The annual median sale price per sqm for the Perth retail market was $5,238 at the end of March, a 23.8 per cent increase over the year and 6.3 per cent higher than the 12 months to December 2024.

“Our members are seeing a broad range of investors, with many turning to retail due to rising prices and reduced yields in the industrial market,” she said.

“There has also been increased enquiry from Eastern States groups, who are comparing our yields and pricing to Sydney and Melbourne and seeing value.

“While investor sentiment has improved, they remain cautious and are focused on properties with strong tenancies in place.”

REIWA President, Suzanne Brown, said WA’s strong population growth was also supporting demand in the retail market.

“Population growth creates more customers for existing businesses and it also brings in people wanting to establish their own businesses,” she said.

“This leads to demand for retail properties and, combined with investor interest, is creating momentum in suburban and lifestyle precincts.”

Across Perth, 28.7 per cent of all retail sales were priced between $250,000-$500,000.

CBD vacancy rates fell by 1.6 percentage points (pps), the largest decrease across all retail formats, according to JLL.

Neighbourhood centre vacancy rates reduced from 5.9 to 4.9 per cent, regional shopping centres improved with vacancy rates dropping by 0.8 pps to 1.7 per cent, and sub-regional centres also saw improvement, with vacancy rates declining by 0.6 pps to 4.2 per cent.

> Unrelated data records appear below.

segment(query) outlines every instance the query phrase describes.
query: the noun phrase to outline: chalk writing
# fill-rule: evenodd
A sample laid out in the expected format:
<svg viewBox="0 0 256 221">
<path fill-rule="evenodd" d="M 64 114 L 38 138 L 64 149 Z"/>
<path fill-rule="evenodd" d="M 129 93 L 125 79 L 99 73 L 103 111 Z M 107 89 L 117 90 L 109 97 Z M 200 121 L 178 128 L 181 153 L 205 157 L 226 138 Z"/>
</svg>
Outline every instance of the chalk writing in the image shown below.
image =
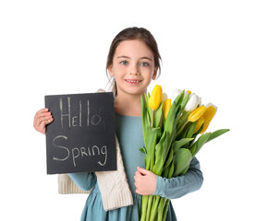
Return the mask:
<svg viewBox="0 0 256 221">
<path fill-rule="evenodd" d="M 57 135 L 55 137 L 55 139 L 53 140 L 53 145 L 65 150 L 66 152 L 66 157 L 62 157 L 62 158 L 58 158 L 56 157 L 54 157 L 53 159 L 54 160 L 58 160 L 58 161 L 65 161 L 67 159 L 68 159 L 68 157 L 70 157 L 70 148 L 67 148 L 66 146 L 57 145 L 56 142 L 58 139 L 65 139 L 67 140 L 67 137 L 65 135 Z M 96 152 L 96 154 L 95 154 Z M 104 162 L 98 161 L 98 164 L 101 166 L 104 166 L 106 161 L 107 161 L 107 149 L 106 149 L 106 145 L 103 145 L 101 148 L 99 148 L 97 145 L 93 145 L 92 147 L 88 146 L 88 147 L 73 147 L 71 148 L 71 157 L 72 157 L 72 161 L 73 161 L 73 165 L 74 167 L 77 167 L 76 164 L 76 159 L 80 157 L 91 157 L 91 156 L 95 156 L 95 155 L 103 155 L 104 157 Z"/>
<path fill-rule="evenodd" d="M 67 113 L 64 113 L 64 105 L 62 98 L 59 99 L 59 109 L 60 109 L 60 122 L 61 122 L 61 128 L 64 128 L 64 117 L 67 117 L 67 126 L 68 127 L 76 127 L 76 126 L 82 126 L 82 103 L 79 100 L 79 116 L 72 116 L 71 115 L 71 99 L 69 97 L 67 98 Z M 79 118 L 79 120 L 78 120 Z M 102 117 L 99 114 L 93 114 L 90 121 L 90 100 L 87 100 L 87 126 L 90 126 L 91 123 L 92 125 L 98 125 L 102 121 Z M 79 123 L 78 123 L 79 122 Z M 91 123 L 90 123 L 91 122 Z"/>
<path fill-rule="evenodd" d="M 47 173 L 116 169 L 113 93 L 45 96 Z"/>
</svg>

Lee McLaughlin, JLL Head of Retail Leasing and Tenant Representation, Property and Asset Management on insight into regional variations, said, Sydney has emerged as the standout performer, boasting the lowest vacancy rate of 3.9 per cent across all asset sub-sectors. This represents a significant 1.3 percentage point decrease year-on-year.

Melbourne and Adelaide also showed positive trends. Melbournes vacancy rate decreased by 0.8 percentage points to 4.1 per cent, while Adelaide saw a 0.7 percentage point drop to 5.1 per cent.

Article Q&A

What is the outlook for commercial property?

Commercial property has been on shaky ground for a year or more but the worst appears to be in the rear view mirror and tentative growth expected throughout 2025 and into next year. The nascent recovery in the commercial property market had been due in large part to the gradual improvement in the macroeconomic outlook since the middle of 2024, despite some ongoing risks impacting sentiment.

Which commercial property segments are performing best?

Demand for prime industrial and logistics property is resurgent, with competition ramping up for high quality assets in Sydney and Brisbane. Retail vacancy levels in the major CBDs, which had been very high in recent years, are now reducing.

Which Australian city has the strongest retail property market?

Sydney has emerged as the standout retail property performer, boasting the lowest vacancy rate of 3.9 per cent across all asset sub-sectors. Melbourne and Adelaide also showed positive trends. Melbourne’s vacancy rate decreased by 0.8 percentage points to 4.1 per cent, while Adelaide saw a 0.7 percentage point drop to 5.1 per cent.